Su voz llevaba una profunda emoción reprimida.
—Rosa, tienes que ser feliz.
Eduardo hizo una pausa y añadió con énfasis:
—Ya que lo elegiste a él… Entonces te ayudaré a alejar de tu felicidad a cualquiera que pueda estorbar.
A Isabel aquello le pareció una burla cruel.
Aun sabiendo que Rosa no lo amaba, él aun así deseaba protegerla de corazón.
Incluso la había entregado personalmente a Francisco.
Realmente, él la amaba… con una devoción enfermiza.
Ella observó en silencio cómo se alejaban, luego recogió los aparatos y tomó un taxi hacia el apartamento de su mejor amiga, Lucía Ruiz.
Cuando ella abrió la puerta, al verla en ese estado, se sobresaltó.
Ante sus preguntas, Isabel mostró una sonrisa de alivio.
—Lucía, terminé con Eduardo.
Ella no mostró ni una pizca de sorpresa y respondió con calma:
—Por fin te diste cuenta de cómo es.
Isabel la miró sin comprender, así que Lucía empezó a contar una por una, doblando los dedos mientras recordaba cada cosa del pasado.

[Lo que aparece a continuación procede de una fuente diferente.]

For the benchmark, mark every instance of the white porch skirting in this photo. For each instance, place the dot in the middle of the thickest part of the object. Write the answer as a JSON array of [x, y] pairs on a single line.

—¿Te acuerdas de la última vez que los tres fuimos a comer? Se pasó toda la comida respondiendo mensajes. Yo te dije algo, pero tú lo defendiste diciendo que estaba con asuntos importantes.
—Y ese collar de cumpleaños… El mismo apareció al día siguiente en el IG de Rosa. Él dijo que lo había comprado duplicado sin querer. ¿Cómo pudiste creerte una excusa tan absurda?
Cuanto más hablaba Lucía, más se exaltaba, y terminó soltando un torrente de recuerdos.
Isabel la escuchó y dibujó una sonrisa más dolorosa que un llanto.
Resultaba que, si alguien ama o no, lo demuestra con hechos tan evidentes.
El mundo entero lo veía con absoluta claridad. Solo ella vivía atrapada en una mentira que ella misma había elegido creer.